Так как нашей целью прежде всего было выяснение истины, мы составили свое собственное теа culpa (сознание своей вины) и сказали Ламартину, с храбростью безнадежности, то, что мы читаем по руке. Он улыбнулся и ответил:

– Признаюсь вам, я думал, что имею дело с личностью очень мистической, очень гуманной, и ожидал, что судя обо мне по моим произведениям, вы найдете во мне все качества поэта; но на этот раз, сознаюсь, я должен удивиться: все прочтенное вами по моей руке верно со всех сторон: я писал стихи, потому что мне было легко писать, потому что это было для меня как бы потребностью. Но не в этом было истинное мое призвание, все мои помыслы всегда были обращены к делам, к политике и особенно к администрации.

Пока Ламартин говорил нам, мы чувствовали себя ничтожными, думая об этом могуществе таланта, который, играя, занимает одно из первых мест в литературе и делается великим для препровождения времени.

Несмотря на уважение, которое мы питаем к этому великому человеку, мы, наверно, сомневались бы, не дали ли нам хиромантия и хирогномония доказательств, с нашей точки зрения подозрительных.

Мы были испуганы, найдя их столь верными и, следует сказать, несомненными.

Тогда мы стали отыскивать тайну этой нежности, этих порывов, этого энтузиазма, которыми наполнены прекрасные стихи, и вот что нашли мы.

Все высшие люди имеют страсть, которая руководит ими и оживляет их; часто даже они имеют их несколько, ибо страсти и, пойдем далее, пороки суть только сон и жар, великий избыток богатства, упояющий нас, как упояет всякое богатство, и ведущий нас к упадку, который возбуждается в нас их потребностью действия; это пар, который разрывает машину, если нельзя поднять клапан. Эти богатства должны быть сильно разлиты; тут нет возможной скупости; нужно, необходимо, иначе останется на выбор крапива или пальма торжества, часто даже корона или темница. Люди ничтожные вообще апатичны.

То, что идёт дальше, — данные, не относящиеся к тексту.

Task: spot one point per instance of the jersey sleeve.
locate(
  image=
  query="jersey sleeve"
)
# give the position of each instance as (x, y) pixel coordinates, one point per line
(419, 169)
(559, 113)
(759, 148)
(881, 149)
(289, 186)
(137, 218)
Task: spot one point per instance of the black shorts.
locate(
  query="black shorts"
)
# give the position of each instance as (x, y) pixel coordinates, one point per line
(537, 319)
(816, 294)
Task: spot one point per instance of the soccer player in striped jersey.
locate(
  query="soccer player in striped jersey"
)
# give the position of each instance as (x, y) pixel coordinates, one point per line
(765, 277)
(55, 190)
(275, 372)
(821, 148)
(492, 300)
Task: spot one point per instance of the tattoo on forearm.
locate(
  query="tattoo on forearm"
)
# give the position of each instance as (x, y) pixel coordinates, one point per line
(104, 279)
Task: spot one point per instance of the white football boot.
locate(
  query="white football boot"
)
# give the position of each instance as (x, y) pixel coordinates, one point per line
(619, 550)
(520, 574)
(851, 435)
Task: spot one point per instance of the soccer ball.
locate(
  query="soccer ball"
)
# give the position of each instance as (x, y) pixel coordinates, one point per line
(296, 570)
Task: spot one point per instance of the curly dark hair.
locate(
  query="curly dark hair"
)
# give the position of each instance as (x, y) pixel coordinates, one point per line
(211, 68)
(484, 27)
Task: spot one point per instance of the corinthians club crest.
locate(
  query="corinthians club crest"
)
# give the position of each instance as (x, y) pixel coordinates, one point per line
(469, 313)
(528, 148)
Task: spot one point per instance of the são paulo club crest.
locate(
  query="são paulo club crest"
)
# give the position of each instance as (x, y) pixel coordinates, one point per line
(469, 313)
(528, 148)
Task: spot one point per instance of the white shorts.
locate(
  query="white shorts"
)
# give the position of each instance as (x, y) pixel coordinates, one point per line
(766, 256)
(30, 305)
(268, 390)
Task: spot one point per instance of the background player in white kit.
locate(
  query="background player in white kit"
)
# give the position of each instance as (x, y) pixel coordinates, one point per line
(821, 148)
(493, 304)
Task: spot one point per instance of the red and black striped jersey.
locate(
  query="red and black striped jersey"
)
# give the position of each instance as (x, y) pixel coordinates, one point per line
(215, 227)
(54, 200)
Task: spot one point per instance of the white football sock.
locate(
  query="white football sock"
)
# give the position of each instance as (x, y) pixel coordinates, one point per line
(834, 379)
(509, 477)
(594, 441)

Нет никого целомудреннее евнуха. Но когда человек, возбуждаемый страстями, борющийся с ними, над ними господствует, удерживает их или дает им свободу, по своему желанию, дабы с большей роскошью достигнуть своей цели, подобно тому, как греческие воители погоняли своих лошадей, дабы скорее достигнуть победы, тогда… тогда это человек действительно высший. Не ищите великого человека без страстей, вы не найдете ни одного.